Zak: I like to think I’m not susceptible to the one-week sample size for changing my mind…but I don’t see him winning a major anytime soon, and that’s a bit of a change of heart. In the grand scheme of things, this is far too early to make such a call, but his game just constantly works at 75-80%, occasionally lower, rarely higher. He’ll need to be fully dialed in to beat the stellar field at a major. I just don’t see him beating a stellar field.

Marksbury: I’m with you, Sean. I always find myself in the rah-rah Tiger camp. But the best of the swagger and game we saw from him on the PGA Tour over the last few months didn’t translate at Shinnecock. If he can put it all together, he might have a chance to win again. But he needs a lot more reps.

Ritter: I never thought he’d win a major this year and still don’t. Bamberger has it right — winning a low-wattage event somewhere along the way would help get his nerves settled early in these pressure-cooker major weeks. Where will this low-key title happen? Hero World Challenge, December 2018, where Tiger Woods receives a trophy from tournament sponsor…Tiger Woods. Get your iPhones ready.

Bastable: Augusta, 2019. Brace yourselves.

Dethier: The razor-thin margin for error at Shinny Thursday and Friday didn’t jive well with Woods’s big misses. Yeah, he can win a major. But for now it won’t be on a course this punishing. He doesn’t belong among the favorites at the moment, but I’m not ruling him out for next month across the pond.

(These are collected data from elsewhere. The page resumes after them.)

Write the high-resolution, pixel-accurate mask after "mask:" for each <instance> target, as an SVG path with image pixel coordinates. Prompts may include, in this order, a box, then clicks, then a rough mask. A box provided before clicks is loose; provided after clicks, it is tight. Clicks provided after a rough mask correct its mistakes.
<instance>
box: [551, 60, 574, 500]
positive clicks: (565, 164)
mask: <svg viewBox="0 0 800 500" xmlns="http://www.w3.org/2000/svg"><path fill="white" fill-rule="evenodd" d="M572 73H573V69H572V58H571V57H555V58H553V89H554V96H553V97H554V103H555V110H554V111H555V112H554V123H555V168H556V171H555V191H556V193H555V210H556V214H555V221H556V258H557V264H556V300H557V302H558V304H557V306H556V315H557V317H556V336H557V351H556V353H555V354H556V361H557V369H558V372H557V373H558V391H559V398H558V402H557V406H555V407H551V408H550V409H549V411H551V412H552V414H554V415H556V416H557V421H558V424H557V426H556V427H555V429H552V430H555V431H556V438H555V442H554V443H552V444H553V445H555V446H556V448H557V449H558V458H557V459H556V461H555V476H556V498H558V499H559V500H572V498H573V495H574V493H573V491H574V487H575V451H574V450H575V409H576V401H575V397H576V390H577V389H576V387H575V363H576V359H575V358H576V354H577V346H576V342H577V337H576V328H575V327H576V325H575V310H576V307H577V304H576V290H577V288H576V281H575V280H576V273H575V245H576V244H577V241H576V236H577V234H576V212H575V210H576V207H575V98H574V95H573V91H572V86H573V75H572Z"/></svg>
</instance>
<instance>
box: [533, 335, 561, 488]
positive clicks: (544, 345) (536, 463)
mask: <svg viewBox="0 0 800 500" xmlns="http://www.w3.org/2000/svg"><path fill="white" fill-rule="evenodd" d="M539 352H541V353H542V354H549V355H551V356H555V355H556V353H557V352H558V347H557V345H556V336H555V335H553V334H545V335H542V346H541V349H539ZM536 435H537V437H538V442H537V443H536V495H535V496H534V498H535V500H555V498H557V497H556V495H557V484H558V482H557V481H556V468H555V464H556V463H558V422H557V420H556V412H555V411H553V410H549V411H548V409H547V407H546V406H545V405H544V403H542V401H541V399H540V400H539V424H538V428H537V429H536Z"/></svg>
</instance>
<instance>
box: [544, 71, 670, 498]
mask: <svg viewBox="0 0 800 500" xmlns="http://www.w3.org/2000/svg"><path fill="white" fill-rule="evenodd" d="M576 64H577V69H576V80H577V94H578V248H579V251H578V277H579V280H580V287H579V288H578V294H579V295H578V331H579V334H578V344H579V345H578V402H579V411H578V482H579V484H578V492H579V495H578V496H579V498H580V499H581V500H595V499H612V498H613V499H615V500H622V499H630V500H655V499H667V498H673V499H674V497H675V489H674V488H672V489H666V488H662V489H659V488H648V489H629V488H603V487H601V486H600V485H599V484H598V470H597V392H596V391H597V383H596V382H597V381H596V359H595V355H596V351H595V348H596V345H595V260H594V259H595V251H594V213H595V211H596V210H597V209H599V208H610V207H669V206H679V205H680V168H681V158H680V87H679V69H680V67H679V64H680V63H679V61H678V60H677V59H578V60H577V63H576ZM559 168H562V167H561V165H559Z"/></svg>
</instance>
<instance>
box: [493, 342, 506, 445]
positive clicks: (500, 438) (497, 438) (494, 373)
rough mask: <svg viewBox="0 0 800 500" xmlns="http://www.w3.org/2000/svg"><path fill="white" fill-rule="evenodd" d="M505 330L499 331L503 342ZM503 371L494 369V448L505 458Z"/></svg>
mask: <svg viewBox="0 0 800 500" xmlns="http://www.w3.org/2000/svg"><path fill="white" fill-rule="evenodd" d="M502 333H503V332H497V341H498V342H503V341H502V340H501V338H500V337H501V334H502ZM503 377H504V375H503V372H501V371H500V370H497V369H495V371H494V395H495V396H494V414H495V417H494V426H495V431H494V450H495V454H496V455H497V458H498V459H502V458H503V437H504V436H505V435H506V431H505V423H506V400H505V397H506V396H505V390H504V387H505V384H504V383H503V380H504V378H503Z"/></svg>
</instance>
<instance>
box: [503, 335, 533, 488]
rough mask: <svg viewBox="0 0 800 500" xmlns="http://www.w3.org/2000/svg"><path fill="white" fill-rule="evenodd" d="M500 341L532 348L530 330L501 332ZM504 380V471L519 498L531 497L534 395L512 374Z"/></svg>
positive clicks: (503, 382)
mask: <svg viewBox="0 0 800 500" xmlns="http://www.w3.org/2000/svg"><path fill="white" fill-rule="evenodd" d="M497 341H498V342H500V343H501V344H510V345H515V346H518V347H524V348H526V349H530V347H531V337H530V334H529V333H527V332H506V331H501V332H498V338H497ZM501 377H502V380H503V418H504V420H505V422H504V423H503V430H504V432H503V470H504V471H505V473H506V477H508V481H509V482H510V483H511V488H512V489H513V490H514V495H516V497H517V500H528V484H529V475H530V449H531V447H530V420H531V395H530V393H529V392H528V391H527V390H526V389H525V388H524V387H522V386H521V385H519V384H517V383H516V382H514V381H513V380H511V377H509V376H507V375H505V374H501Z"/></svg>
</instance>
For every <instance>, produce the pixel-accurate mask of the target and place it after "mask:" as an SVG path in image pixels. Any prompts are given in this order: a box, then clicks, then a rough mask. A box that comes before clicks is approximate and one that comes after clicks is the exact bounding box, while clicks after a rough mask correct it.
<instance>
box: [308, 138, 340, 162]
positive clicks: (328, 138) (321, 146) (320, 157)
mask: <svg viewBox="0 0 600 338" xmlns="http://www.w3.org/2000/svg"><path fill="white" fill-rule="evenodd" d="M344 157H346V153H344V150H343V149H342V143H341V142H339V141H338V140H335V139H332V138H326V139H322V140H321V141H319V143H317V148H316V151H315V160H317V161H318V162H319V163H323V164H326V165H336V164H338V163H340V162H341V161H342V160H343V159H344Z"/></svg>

Passov: I’m with Dylan, that the narrow margins crushed Tiger here. He struck the ball just fine on Thursday, but a chipping disaster at 1 and a terrible four-putt at 13 (which led to a wayward drive at the brutal 14th) were the source of his high scores. It wasn’t missed drives or poor irons that caused that 78. Based on how he he was playing in March, and again at the Players, I still like his chances at Carnoustie and at Bellerive in St. Louis for the PGA. Bellerive is a lot like the courses where he kills it — Firestone, Torrey, Cog Hill — August 2018, he’ll be back holding a major trophy.

Wood: No, I still think he will win again, on both a Tour level and major level. I gotta figure he’s got a good 20-25 more good chances with health at majors, and I have to believe that the stars will align one of those weeks.